Скучища!.. Однако он досмотрел их до конца, а затем отыскал на одной из программ старый фильм и переключился на него. Чейз допил свое виски и попытался втиснуть пустую посудину на уставленную грязными стаканами полку, где совсем не оставалось места. Тогда он отнес стаканы в ванную, вымыл их горячей водой с мылом, вытер чистым полотенцем и убрал в буфет.
Если бы не обещанный телефонный звонок, у него впереди был бы целый свободный вечер. Ровно в шесть телефон зазвонил.
— Алло?
— Добрый вечер, Чейз, — сказал убийца. Голос его по-прежнему звучал ужасно хрипло. — Как поживаешь?
— Хорошо, — ответил Чейз, присаживаясь на кровать.
— Знаешь, что я делал весь день?
— Ну, наверное, занимался моей персоной?
— Совершенно верно.
— Так расскажи, что ты нашел, — заинтересовался Чейз, как будто ожидал услышать нечто новое, хотя речь и шла о нем самом. Впрочем, возможно, так оно и будет.
— Прежде всего, ты родился чуть больше двадцати четырех лет назад, 11 июня 1947 года, в Больнице милосердия. Твои родители погибли в автокатастрофе, когда тебе исполнилось восемнадцать. Ты учился в Государственном университете и прошел ускоренную трехгодичную программу, специализируясь на торговом управлении. Ты прекрасно успевал по всем предметам, кроме нескольких обязательных курсов — таких, как основы физических наук, биология первой и второй степени и химия. — Убийца шептал еще три долгие минуты, перечисляя малозначительные факты, которые, как считал Чейз, умрут вместе с ним. Да и, похоже, судебные отчеты, документы колледжа, газетные архивы и полдесятка прочих источников предоставили незнакомцу гораздо больше информации о его жизни, чем тот мог бы почерпнуть из недавних газетных статей.
— Я, кажется, говорю уже больше пяти минут, — забеспокоился убийца. — Пора перейти в другой автомат. Твой телефон прослушивается, Чейз?
— Нет.
— Все равно, я сейчас положу трубку и перезвоню через несколько минут. — Телефон отключился, зашипев в ухо Чейза, как змея.
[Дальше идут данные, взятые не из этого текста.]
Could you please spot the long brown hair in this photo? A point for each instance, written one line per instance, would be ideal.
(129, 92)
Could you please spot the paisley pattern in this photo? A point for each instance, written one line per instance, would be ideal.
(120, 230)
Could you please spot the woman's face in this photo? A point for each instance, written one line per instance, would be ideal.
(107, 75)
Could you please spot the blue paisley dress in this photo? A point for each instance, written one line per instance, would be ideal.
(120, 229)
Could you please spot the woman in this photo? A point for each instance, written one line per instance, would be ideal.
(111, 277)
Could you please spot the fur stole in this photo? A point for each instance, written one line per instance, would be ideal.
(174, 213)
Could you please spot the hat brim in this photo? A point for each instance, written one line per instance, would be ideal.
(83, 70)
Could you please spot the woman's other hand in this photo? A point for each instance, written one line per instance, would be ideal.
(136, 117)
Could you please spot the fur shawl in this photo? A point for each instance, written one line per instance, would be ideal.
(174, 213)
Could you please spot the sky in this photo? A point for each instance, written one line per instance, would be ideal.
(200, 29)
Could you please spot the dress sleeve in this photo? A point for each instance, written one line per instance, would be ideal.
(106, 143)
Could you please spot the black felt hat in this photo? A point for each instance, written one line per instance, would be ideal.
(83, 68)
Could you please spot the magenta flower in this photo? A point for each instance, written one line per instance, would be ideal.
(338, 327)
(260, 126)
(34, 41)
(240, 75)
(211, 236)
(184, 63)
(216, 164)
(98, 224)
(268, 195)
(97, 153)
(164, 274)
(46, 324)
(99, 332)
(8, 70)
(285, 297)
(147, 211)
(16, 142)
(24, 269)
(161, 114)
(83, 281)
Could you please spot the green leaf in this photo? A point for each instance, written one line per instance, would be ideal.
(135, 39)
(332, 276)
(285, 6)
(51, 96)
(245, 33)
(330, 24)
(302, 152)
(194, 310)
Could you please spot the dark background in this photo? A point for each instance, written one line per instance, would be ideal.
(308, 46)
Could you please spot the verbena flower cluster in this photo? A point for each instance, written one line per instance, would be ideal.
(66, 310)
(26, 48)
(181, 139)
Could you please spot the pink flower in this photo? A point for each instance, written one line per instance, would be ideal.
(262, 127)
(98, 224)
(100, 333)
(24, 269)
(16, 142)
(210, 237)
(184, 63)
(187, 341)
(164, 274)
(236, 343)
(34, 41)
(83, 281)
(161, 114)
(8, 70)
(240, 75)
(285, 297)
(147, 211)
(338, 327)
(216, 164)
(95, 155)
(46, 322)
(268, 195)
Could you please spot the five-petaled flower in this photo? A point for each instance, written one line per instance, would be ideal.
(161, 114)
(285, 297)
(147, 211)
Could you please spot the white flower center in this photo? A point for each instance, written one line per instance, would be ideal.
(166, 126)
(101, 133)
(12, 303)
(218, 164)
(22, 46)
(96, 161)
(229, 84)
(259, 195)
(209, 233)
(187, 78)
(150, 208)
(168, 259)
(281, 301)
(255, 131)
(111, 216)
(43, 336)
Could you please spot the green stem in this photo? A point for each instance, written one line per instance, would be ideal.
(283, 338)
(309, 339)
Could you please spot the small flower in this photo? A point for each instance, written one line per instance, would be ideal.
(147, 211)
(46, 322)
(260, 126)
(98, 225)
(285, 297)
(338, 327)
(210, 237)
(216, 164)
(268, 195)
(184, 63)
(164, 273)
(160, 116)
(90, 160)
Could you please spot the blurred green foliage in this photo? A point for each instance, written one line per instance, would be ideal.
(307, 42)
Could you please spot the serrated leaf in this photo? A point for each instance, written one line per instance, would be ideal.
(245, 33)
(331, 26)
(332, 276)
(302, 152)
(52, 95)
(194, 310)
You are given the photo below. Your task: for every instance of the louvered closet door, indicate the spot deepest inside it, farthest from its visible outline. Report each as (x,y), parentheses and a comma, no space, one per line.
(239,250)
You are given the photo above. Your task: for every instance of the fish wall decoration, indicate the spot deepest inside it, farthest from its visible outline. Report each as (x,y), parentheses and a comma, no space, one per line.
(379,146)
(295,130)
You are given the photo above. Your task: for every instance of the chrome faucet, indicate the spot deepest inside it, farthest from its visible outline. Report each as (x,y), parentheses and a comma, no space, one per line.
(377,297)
Через несколько минут убийца позвонил снова:
— То, что я говорил тебе, это так, ерунда, сухое сено, Чейз. Но сейчас я кое-что добавлю и подумаю немного — подумаю, смогу ли бросить спичку в это сухое сено.
— Что-что? — переспросил Чейз.
— Во-первых, — сказал убийца, — ты унаследовал большую сумму денег, но почти ничего не потратил. Огреб тридцать тысяч после уплаты налогов — а живешь скудно.
— Откуда ты знаешь?
— Я сегодня потолкался возле твоего дома и узнал, что ты снимаешь меблированную комнату на третьем этаже. Увидев, как ты возвращаешься домой, я понял, что одеваешься ты не лучшим образом. У тебя и автомобиля не было, пока ты не получил за храбрость “мустанг”. Следовательно, большая часть наследства у тебя сохранилась, если принять во внимание, что пенсия по инвалидности покрывает все или почти все твои расходы.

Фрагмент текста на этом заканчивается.